Папский циркуляр устанавливал и условия интердикта. «Пока граф не покорится, его подданные и его вассалы будут освобождены от долга верности и оммажа по отношению к нему. Все князья, шателены, чиновники и рыцари, которые после оглашения приговора встанут на защиту графа, также будут отлучены. Та же кара постигнет всех судей, адвокатов или врачей, которые посмеют ему служить — вплоть до кузнеца, который сознательно подкует коней ему, его людям или его армии».

Все меры были приняты; Кастельно даже хотел скрепить своей печатью копии этого циркуляра. Но суверен Лангедока настолько вывел Папу из терпения, что последний не удовлетворился этой карой. В тот же день, когда было объявлено об отлучении, он направил графу испепеляющее письмо. Он называл его зачумленным и безумным человеком, безбожным и жестоким тираном. Он упрекал его в «мерзостях и преступлениях». Он грозил ему Божьим возмездием, адскими муками и даже всеми болезнями, какие только на этом свете могут обрушиться на того.

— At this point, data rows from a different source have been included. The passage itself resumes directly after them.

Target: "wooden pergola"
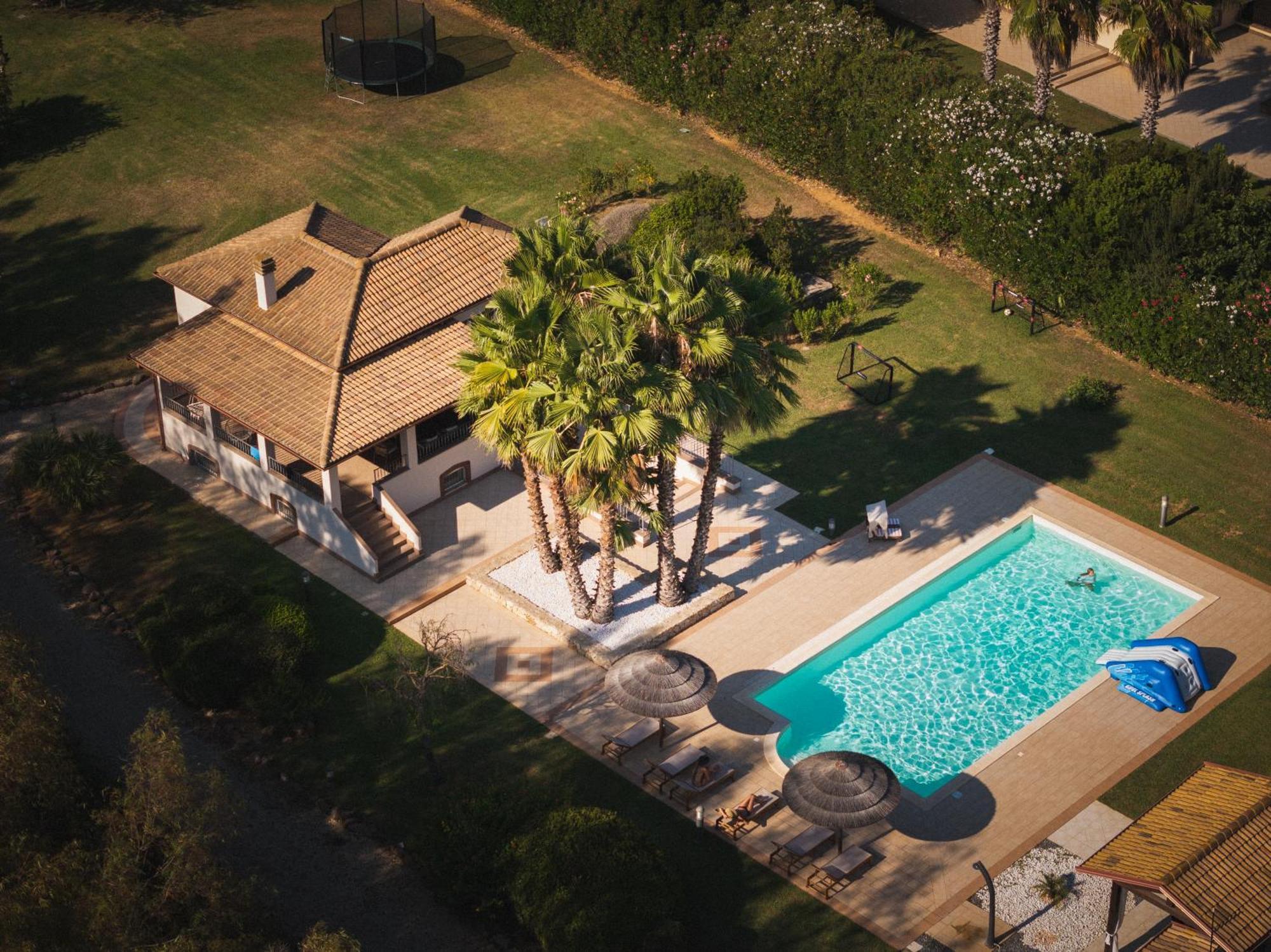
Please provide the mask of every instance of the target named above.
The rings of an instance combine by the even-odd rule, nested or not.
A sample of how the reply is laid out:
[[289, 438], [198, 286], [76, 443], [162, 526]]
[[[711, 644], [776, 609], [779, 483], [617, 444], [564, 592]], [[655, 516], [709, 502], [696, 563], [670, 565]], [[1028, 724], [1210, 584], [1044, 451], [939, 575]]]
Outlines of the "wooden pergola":
[[1104, 949], [1126, 891], [1173, 922], [1143, 952], [1251, 952], [1271, 937], [1271, 777], [1205, 763], [1077, 872], [1112, 881]]

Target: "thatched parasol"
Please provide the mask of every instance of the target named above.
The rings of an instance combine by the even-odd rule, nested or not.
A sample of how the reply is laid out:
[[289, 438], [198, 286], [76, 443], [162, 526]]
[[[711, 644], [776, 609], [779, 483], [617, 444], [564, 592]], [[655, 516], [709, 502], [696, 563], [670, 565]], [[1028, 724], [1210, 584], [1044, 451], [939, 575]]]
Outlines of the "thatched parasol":
[[900, 803], [900, 781], [882, 760], [850, 750], [826, 750], [794, 764], [782, 797], [808, 823], [839, 831], [869, 826]]
[[710, 703], [717, 687], [710, 665], [683, 651], [633, 651], [605, 675], [614, 703], [642, 717], [693, 713]]

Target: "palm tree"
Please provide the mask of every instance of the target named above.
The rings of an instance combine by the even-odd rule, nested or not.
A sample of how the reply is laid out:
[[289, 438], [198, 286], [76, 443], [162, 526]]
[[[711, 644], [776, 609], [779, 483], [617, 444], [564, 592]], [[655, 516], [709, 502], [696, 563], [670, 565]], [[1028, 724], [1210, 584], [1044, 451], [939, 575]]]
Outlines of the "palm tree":
[[1094, 39], [1099, 27], [1098, 0], [999, 0], [1010, 9], [1010, 38], [1027, 41], [1037, 71], [1033, 112], [1045, 118], [1055, 95], [1051, 74], [1073, 62], [1077, 41]]
[[666, 404], [652, 407], [662, 414], [662, 440], [655, 451], [662, 526], [657, 536], [657, 600], [677, 605], [684, 600], [684, 588], [675, 557], [675, 459], [684, 424], [693, 414], [697, 391], [689, 385], [708, 376], [731, 353], [724, 319], [736, 301], [708, 260], [686, 250], [675, 235], [667, 235], [651, 251], [637, 251], [632, 269], [630, 281], [601, 288], [596, 300], [636, 326], [653, 364], [680, 373], [679, 386], [660, 391]]
[[1002, 8], [998, 0], [984, 0], [984, 81], [993, 85], [998, 79], [998, 43], [1002, 39]]
[[1112, 51], [1143, 91], [1139, 124], [1143, 137], [1154, 142], [1162, 91], [1181, 93], [1192, 55], [1213, 55], [1221, 46], [1214, 36], [1214, 8], [1195, 0], [1110, 0], [1106, 13], [1125, 25]]
[[566, 305], [538, 277], [500, 288], [472, 324], [473, 349], [456, 367], [464, 373], [458, 410], [475, 416], [473, 435], [506, 465], [520, 461], [534, 527], [534, 547], [545, 572], [561, 570], [543, 508], [540, 472], [526, 448], [543, 425], [545, 377], [558, 348]]
[[803, 355], [782, 340], [791, 303], [771, 270], [732, 256], [714, 258], [710, 267], [738, 306], [726, 325], [732, 341], [728, 358], [703, 381], [697, 402], [698, 428], [708, 437], [698, 523], [684, 572], [689, 593], [698, 590], [705, 567], [724, 439], [740, 429], [771, 429], [798, 405], [793, 364], [803, 362]]
[[619, 512], [639, 504], [648, 484], [647, 448], [660, 439], [660, 418], [649, 409], [657, 399], [646, 392], [657, 376], [642, 364], [638, 344], [638, 327], [610, 308], [576, 311], [558, 367], [558, 396], [533, 440], [540, 454], [561, 461], [562, 476], [574, 487], [571, 501], [600, 517], [591, 604], [599, 625], [614, 618]]

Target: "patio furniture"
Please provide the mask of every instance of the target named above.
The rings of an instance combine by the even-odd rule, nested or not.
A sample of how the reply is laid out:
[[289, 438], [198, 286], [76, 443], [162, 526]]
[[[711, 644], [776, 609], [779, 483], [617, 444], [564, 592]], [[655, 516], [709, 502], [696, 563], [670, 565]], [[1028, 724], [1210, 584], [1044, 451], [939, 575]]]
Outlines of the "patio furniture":
[[693, 764], [695, 764], [698, 759], [705, 754], [707, 751], [704, 748], [685, 744], [669, 758], [662, 760], [662, 763], [655, 764], [652, 760], [646, 759], [644, 763], [648, 764], [648, 769], [644, 770], [644, 776], [641, 777], [641, 782], [661, 793], [662, 787], [693, 767]]
[[867, 866], [872, 859], [873, 856], [860, 847], [848, 847], [824, 866], [812, 863], [812, 872], [807, 875], [807, 885], [829, 899], [848, 885], [848, 877], [852, 873]]
[[783, 873], [789, 876], [797, 868], [808, 862], [808, 858], [834, 839], [838, 834], [829, 826], [808, 826], [797, 836], [785, 840], [784, 843], [778, 843], [773, 840], [773, 845], [777, 847], [771, 853], [768, 854], [768, 864], [775, 866]]
[[866, 506], [866, 527], [871, 542], [874, 539], [904, 538], [905, 534], [900, 528], [900, 519], [895, 515], [887, 515], [886, 499]]
[[615, 734], [614, 736], [608, 734], [601, 735], [605, 739], [605, 745], [600, 748], [600, 753], [622, 763], [624, 754], [629, 753], [632, 748], [639, 746], [655, 734], [657, 735], [658, 744], [661, 744], [662, 731], [663, 724], [661, 717], [642, 717], [622, 734]]
[[782, 796], [796, 815], [839, 831], [880, 823], [900, 805], [900, 781], [882, 760], [853, 750], [822, 750], [796, 763]]
[[703, 797], [716, 787], [722, 787], [724, 783], [730, 783], [737, 772], [731, 767], [723, 767], [718, 773], [713, 774], [709, 781], [703, 783], [700, 787], [695, 784], [691, 779], [688, 781], [675, 781], [671, 784], [671, 802], [680, 803], [685, 810], [693, 806], [693, 801], [698, 797]]
[[775, 790], [756, 790], [751, 796], [759, 802], [745, 816], [738, 815], [737, 807], [733, 807], [728, 816], [716, 817], [716, 829], [719, 833], [730, 839], [741, 839], [756, 826], [763, 826], [782, 802], [782, 795]]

«Ты сделан не из железа; у тебя такое же тело, как и у других; тебя может охватить лихорадка, настичь проказа, разбить паралич, ты можешь стать одержимым или слечь от неисцелимых недугов. Божественное могущество способно даже обратить тебя в животное, как царя Вавилонского. Каково — прославленный король Арагона и почти все прочие вельможи, твои соседи, поклялись соблюдать мир, повинуясь легатам Апостолического Престола, и лишь ты один отвергаешь его и ищешь поживы в войне, точно ворон, что кормится падалью! Не стыдно тебе нарушать данную тобой клятву — изгнать еретиков из своего фьефа? А когда наш легат упрекнул тебя за то, что ты их защищаешь, не ты ли посмел ему ответить, что запросто найдешь такого ересиарха, такого катарского епископа, который сумеет показать превосходство своей религии над религией католиков? Уже одним этим ты поддерживаешь ересь, и есть сильные подозрения, что ты примкнул к ней (здесь Иннокентий уже не утверждает виновность графа, а предполагает ее). Что за безумие тебя охватило? Ты что же, считаешь себя мудрее всех тех, кто верен церковному единству? Как ты можешь думать, будто те, кто сохранил католическую веру, — прокляты, а приверженцы этих безрассудных и лживых учений спасены?»